First of all, I feel like I should have a problem with equivalence classes even existing in ZFC.
My main problem is that I don't really understand what an almost homomorphism is, and what it represents. As I currently understand, an almost homomorphism is a function such that $f(x+y)-f(x)-f(y)$ is finite, so when we construct the reals we set each real number to be an equivalence class of the set of all those functions. I guess I'm having a hard time because I haven't seen any examples of almost homomorphisms and I just can't believe that there would be so many functions that are almost homomorphisms. I mean, what equivalence class would represent e.g. $1$ or $\frac{3}{2}$? And how are the reals ordered if they are representations of equivalence classes of functions? (I am aware there are other ways to construct the reals).
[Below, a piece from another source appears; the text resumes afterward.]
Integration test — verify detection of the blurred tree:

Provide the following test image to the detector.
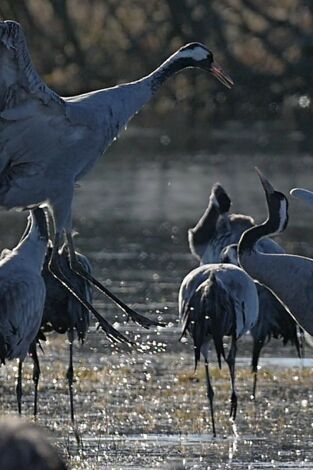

Also, this is probably a stupid question, but seeing as there is a rational number between any two irrational numbers, why can't we find a bijection between $\mathbb Q$ and the irrationals, and thus between $\mathbb N$ and $\mathbb R$?
That's a lot of questions, but if you want an example of an almost homomorphism, take a real number $x$ and consider the map$$\begin{array}{ccc}\mathbb{Z}&\longrightarrow&\mathbb Z\\n&\mapsto&\lfloor nx\rfloor.\end{array}$$Actually the equivalence class of this almost homomorphism corresponds to the real number $x$. In particular, the identity function (which is a homomorphism) corresponds to the real number $1$ and the map $n\mapsto\left\lfloor\frac{3n}2\right\rfloor$ corresponds to the real number $\frac32$.